Latent Reasoning via Fused Tokens
🔗 Source: arXiv
Latent Thoughts Tuning: Bridging Context and Reasoning with Fused Information in Latent Tokens
🚀 Technical Novelty
- Mechanism: Introduces a Context-Prediction-Fusion mechanism that constructs latent tokens by combining recurrent hidden states with probability-weighted vocabulary embeddings, trained via a progressive three-stage curriculum learning pipeline.
- Nuance: Unlike prior latent methods that suffer from feature collapse (Coconut) or discard context (Soft-Thinking), LT-Tuning dynamically switches between explicit CoT and latent reasoning based on prediction confidence, bridging the distribution gap between input embeddings and output hidden states without external assistants.
💡 Yield
- Outperforms existing latent reasoning baselines by up to 4.3% average accuracy across mathematical benchmarks (1B-8B models).

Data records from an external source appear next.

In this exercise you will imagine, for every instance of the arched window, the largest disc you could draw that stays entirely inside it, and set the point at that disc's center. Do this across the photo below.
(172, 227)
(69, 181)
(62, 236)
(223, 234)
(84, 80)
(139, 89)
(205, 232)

- Successfully mitigates feature collapse in larger models with untied embeddings, demonstrating robust scaling behavior where prior methods degrade.
- Enables confidence-driven dynamic allocation of computation, reducing unnecessary inference steps on trivial problems while providing deeper reasoning for complex ones.
⚠️ Limitations
- Requires a three-stage post-training curriculum pipeline, adding complexity to the fine-tuning process compared to standard prompting or simple SFT.
- Performance gains are evaluated primarily on mathematical reasoning benchmarks; generalization to other domains (e.g., code, open-ended generation) is not extensively tested.
- Relies on threshold-based confidence triggering, which may require careful hyperparameter tuning across different model scales and tasks.